Больше Кокинья его не видела.
Но в тот вечер, когда красное солнце опустилось за зеленый горизонт, а ночные птицы и рыбы вышли на охоту, из воды появился молодой человек и направился к Кокинье. Она сразу узнала его – сначала ее так и потянуло его обнять. Но сердце яростно забилось в груди, и она вскочила на ноги, гневно сдвинув брови:
– Вот как! Наконец ты набрался храбрости взглянуть в глаза родной дочери. Да, смотри, повелитель морей, ибо нет у меня перед тобой ни страха, ни почтения… – «Ни любви» хотела добавить она, но эти слова застряли у нее в горле, как у ее матери Мирали, когда она хотела побранить певца за то, что тот вторгся в ее сны.

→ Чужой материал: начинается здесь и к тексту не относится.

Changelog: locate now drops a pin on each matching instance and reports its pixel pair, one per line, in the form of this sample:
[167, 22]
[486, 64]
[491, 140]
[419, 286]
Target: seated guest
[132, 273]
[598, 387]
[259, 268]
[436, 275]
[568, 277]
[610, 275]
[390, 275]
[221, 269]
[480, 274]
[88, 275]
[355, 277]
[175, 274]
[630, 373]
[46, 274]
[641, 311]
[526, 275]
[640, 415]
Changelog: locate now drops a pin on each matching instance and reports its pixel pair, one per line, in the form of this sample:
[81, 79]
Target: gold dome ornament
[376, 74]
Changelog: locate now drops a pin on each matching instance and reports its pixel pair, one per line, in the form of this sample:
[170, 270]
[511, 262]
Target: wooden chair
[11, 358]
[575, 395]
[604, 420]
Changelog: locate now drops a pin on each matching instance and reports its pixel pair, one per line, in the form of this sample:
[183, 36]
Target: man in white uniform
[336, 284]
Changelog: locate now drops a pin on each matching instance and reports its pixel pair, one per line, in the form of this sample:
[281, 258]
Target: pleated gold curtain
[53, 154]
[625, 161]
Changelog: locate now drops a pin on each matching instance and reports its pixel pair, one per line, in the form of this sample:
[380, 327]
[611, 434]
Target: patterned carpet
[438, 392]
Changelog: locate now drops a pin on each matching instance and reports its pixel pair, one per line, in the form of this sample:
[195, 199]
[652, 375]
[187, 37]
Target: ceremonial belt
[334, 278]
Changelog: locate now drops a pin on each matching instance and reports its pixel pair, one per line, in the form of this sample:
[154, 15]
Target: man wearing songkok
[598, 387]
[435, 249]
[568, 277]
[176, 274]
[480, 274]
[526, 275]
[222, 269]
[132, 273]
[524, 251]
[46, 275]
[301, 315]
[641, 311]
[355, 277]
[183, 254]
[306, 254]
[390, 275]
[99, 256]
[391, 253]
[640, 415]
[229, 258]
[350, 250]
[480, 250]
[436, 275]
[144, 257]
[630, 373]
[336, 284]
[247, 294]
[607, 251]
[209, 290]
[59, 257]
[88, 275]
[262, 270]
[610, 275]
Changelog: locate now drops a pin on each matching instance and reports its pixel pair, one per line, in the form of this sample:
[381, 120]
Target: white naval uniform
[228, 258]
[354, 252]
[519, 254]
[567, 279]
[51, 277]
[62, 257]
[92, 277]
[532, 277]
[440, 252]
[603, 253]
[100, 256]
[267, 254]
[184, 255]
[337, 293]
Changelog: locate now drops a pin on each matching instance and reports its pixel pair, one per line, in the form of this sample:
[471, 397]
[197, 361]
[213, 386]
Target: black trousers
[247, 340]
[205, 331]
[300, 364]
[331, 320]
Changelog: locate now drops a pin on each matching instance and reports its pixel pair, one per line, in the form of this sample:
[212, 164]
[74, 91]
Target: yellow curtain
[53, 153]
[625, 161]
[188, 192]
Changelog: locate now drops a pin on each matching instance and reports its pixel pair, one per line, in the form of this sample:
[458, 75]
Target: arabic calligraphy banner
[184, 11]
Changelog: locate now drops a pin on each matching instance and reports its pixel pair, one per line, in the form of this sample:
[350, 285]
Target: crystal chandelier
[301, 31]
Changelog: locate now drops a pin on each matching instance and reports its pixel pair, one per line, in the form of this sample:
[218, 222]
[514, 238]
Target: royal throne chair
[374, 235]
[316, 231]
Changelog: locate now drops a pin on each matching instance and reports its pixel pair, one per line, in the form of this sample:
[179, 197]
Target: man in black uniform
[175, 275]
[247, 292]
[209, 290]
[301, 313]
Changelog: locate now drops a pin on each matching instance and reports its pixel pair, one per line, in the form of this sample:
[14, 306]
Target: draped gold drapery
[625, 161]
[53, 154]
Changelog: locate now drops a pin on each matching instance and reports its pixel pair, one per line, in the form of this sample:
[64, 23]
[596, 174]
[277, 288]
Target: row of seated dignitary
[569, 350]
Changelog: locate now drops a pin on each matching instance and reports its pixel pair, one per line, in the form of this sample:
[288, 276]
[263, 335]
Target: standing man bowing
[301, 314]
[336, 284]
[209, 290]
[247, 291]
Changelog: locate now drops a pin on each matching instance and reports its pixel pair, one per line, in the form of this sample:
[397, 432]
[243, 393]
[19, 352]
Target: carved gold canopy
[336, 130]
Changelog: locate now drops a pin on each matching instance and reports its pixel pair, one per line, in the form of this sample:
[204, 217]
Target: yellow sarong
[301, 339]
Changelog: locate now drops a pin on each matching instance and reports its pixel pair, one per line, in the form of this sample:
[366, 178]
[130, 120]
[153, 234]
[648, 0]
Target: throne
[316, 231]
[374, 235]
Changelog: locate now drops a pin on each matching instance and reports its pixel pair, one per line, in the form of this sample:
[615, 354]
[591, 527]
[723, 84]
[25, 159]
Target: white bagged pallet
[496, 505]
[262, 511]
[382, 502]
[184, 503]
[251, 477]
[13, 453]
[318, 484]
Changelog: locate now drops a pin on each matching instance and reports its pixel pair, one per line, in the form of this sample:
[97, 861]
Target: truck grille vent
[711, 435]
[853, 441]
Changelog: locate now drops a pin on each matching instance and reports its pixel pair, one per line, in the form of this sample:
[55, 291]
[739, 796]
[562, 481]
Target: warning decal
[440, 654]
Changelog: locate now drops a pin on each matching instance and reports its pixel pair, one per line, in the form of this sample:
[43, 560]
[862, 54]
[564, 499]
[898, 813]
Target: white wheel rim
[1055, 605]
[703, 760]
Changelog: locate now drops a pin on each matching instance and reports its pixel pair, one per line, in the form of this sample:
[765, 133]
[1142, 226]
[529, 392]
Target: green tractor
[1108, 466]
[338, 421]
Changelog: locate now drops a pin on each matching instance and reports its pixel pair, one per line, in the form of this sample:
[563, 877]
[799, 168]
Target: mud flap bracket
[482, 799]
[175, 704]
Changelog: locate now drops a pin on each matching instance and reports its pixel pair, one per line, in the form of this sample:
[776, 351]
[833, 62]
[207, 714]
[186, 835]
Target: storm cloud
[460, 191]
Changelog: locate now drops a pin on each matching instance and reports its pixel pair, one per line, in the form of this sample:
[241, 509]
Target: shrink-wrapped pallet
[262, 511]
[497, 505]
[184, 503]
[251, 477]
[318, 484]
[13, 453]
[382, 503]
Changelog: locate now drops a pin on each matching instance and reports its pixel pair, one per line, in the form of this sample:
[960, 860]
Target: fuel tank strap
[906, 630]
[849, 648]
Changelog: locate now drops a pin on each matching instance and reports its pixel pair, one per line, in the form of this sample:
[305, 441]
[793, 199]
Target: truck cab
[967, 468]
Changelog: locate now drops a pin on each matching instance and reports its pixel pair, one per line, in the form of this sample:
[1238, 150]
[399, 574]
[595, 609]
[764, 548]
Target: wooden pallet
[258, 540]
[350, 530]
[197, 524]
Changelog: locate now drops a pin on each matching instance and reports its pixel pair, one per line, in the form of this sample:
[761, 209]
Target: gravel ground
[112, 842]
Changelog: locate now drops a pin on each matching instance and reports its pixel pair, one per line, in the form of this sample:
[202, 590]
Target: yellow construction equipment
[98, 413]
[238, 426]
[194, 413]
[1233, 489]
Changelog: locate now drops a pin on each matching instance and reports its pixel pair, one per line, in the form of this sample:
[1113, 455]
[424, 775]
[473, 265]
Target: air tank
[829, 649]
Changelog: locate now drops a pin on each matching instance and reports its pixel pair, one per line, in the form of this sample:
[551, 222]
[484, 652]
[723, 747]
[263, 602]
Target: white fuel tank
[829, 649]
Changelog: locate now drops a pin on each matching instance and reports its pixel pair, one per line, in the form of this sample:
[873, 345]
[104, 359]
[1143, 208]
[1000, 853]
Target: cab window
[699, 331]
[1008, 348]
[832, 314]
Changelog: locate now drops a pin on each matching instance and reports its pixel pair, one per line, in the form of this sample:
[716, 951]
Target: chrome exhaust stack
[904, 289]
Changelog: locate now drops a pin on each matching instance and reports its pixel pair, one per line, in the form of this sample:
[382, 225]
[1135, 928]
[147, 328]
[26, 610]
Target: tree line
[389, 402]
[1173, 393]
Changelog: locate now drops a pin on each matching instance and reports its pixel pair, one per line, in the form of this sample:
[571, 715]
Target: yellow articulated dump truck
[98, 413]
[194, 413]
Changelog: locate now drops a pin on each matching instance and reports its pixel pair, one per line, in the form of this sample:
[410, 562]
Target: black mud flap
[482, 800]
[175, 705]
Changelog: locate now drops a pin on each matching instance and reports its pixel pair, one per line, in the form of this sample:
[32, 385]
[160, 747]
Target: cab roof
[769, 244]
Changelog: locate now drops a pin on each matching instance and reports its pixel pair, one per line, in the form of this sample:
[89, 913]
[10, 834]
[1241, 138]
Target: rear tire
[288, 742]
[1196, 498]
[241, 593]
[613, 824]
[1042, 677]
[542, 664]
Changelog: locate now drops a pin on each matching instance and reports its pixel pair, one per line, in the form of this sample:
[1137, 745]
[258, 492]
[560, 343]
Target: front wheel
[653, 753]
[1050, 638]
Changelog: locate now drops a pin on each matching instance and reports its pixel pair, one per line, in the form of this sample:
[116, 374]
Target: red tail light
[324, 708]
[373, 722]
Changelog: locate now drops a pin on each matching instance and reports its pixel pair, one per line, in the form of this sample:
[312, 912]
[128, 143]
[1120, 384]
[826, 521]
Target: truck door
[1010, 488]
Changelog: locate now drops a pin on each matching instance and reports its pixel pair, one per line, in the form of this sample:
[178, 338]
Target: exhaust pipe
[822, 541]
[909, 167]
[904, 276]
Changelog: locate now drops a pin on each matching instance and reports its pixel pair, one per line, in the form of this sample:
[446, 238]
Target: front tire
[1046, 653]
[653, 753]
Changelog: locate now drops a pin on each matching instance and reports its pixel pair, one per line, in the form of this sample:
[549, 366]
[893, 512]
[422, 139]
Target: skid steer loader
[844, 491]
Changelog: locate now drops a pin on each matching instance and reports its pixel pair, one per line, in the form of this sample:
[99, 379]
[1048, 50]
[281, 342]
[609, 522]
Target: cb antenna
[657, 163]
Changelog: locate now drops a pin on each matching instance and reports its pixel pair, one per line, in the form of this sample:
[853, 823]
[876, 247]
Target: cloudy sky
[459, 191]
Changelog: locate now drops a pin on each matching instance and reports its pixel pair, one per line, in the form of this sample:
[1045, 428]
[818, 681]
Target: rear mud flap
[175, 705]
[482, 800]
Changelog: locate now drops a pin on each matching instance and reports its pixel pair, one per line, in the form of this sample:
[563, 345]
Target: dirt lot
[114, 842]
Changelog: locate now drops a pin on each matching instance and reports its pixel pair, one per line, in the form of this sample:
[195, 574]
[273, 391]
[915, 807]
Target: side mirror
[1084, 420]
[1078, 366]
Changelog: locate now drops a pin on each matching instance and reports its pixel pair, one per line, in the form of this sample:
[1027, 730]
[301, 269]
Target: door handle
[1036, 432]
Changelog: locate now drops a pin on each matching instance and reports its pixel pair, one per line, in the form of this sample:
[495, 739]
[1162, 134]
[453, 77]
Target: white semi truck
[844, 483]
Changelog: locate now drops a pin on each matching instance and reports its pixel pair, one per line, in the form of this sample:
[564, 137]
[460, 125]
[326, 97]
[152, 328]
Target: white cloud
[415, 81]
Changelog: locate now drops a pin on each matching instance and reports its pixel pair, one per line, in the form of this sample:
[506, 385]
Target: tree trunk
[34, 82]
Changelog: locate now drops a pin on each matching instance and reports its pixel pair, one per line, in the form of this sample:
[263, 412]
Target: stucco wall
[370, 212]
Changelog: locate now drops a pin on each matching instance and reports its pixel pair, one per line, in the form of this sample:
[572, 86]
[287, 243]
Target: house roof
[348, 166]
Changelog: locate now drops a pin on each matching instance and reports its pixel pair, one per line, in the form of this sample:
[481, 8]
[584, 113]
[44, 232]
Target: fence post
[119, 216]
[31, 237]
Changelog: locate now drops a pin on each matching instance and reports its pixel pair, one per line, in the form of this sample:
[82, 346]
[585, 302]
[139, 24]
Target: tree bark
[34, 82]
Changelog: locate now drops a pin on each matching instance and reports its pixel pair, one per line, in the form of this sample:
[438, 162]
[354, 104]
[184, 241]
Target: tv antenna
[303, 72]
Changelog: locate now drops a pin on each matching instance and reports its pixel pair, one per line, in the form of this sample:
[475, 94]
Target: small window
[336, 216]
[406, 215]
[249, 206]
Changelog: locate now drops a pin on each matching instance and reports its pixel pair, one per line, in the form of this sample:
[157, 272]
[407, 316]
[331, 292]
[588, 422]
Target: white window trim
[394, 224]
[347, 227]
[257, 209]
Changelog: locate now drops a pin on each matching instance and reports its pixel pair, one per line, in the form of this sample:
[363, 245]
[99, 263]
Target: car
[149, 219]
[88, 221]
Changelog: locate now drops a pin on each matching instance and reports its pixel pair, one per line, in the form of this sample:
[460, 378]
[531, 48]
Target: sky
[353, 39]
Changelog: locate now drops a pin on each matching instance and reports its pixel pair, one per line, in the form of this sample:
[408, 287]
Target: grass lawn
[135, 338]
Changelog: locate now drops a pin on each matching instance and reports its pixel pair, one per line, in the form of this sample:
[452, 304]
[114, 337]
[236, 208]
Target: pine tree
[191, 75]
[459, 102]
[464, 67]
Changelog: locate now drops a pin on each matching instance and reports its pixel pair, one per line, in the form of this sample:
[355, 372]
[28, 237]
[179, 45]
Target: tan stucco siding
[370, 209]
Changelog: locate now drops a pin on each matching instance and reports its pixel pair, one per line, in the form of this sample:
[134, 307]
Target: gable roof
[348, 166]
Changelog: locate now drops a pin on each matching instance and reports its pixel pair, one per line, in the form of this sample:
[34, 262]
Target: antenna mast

Акулий бог проговорил вместо нее:
– У тебя нет никаких причин любить меня. – Голос у него был низкий и спокойный и отдавался в ее памяти странным эхом голоса, услышанного при свечах, в теплом уюте между сном и явью. – Разве что моя любовь с первого взгляда к твоей матери. Только это может быть моей защитой и оправданием. Других у меня нет.
– И жалкая же эта защита, – презрительно рассмеялась Кокинья. – Я спросила у Пайки, зачем богу заводить ребенка со смертной, и он не захотел мне ответить. Ответишь ли ты? – Акулий бог молчал, и Кокинья продолжала свою гневную речь: – Моя мать ни разу не пожаловалась на то, что ты ею пренебрег, но я – не она. Я благодарна за мое наследство только потому, что оно позволило мне отыскать тебя, как бы ты ни прятался. Что же до прочего, я плюю на своих предков, свои права по рождению и на все, что связывает меня с тобой. Я затем сюда и приплыла, чтобы сказать тебе это.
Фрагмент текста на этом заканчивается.